Mais e melhor informação

Os países africanos esperam, de facto, mais e melhor informação dos Estados Unidos sobre os interesses que perseguem no continente africano. Mas essa informação tem sido parca.

Poucos representantes oficiais dos Estados Unidos viajaram a África desde que Donald Trump tomou o poder. Uma dessas visitantes norte-americanas foi Nikki Haley, embaixadora dos Estados Unidos na ONU, que terminou na sexta-feira uma visita ao continente africano que incluiu, nomeadamente, o Sudão do Sul, a Etiópia e a República Democrática do Congo.

DRK US-Botschaftlerin bei der UN Nikki Haley in N'Djili Flughafen in Kinshasa

Nikki Haley à chegada ao aeroporto de N'Djili, em Kinshasa, na RDC

Os observadores esperavam que Haley divulgasse alguns detalhes sobre as linhas mestras da política da administração Trump para África. O único discurso de Trump sobre África data do mês de setembro passado. Foi na Assembleia Geral das Nações Unidas, em Nova Iorque, mas ficou em aberto o que vai mudar (ou não). Da alocução de Trump apenas sobressaiu um "fait-divers": o facto de o Presidente norte-americano ter inventado um país de nome "Nâmbia", não se sabendo bem se se estava a referir à Namíbia ou à Zâmbia.

Período de reflexão?

O professor Phil Clark não tem grandes expetativas quanto à visita da embaixadora na ONU Nikki Haley ao continente africano.
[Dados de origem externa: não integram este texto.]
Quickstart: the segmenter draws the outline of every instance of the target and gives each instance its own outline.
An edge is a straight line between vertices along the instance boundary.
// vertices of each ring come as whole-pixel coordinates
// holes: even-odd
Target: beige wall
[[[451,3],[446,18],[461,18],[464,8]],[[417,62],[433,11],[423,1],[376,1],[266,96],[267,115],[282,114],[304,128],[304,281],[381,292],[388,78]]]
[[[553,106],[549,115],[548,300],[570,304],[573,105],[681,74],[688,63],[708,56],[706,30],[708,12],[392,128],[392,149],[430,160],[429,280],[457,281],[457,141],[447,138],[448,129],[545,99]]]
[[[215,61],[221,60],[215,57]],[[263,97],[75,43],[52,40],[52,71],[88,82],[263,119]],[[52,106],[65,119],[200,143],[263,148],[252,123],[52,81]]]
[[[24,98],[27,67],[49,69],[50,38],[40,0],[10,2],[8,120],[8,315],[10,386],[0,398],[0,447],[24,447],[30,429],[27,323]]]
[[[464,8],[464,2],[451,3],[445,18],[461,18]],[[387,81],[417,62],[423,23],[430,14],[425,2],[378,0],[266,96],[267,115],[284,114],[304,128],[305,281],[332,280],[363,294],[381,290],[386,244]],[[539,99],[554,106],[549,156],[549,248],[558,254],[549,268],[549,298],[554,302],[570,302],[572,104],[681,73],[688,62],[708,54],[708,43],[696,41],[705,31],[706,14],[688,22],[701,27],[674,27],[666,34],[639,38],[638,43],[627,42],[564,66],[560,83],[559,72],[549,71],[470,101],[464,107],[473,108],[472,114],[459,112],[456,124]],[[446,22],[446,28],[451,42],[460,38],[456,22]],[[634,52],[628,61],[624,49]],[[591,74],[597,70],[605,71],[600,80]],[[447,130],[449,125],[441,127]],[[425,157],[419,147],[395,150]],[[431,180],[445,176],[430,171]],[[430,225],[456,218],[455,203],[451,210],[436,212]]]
Tudo parece estar subordinado ao tema dinheiro, afirma Phil Clark. Antes de cortar as verbas de apoio aos países em crise, considera o analista, a administração norte-americana quer inteirar-se da situação.

 "Penso que nem Presidente Trump, nem Nikki Haley dispõem de qualquer experiência profissional em África e nunca se ocuparam desse difícil dossiê. O mesmo se aplica aos círculos políticos em que se movimentam. Estão a atravessar um período de reflexão, uma fase de procura de informações factuais”.

Na opinião de Phil Clark, outro objetivo da nova política norte-americana em África é a criação de melhores condições para negócios mais férteis de empresas norte-americanas.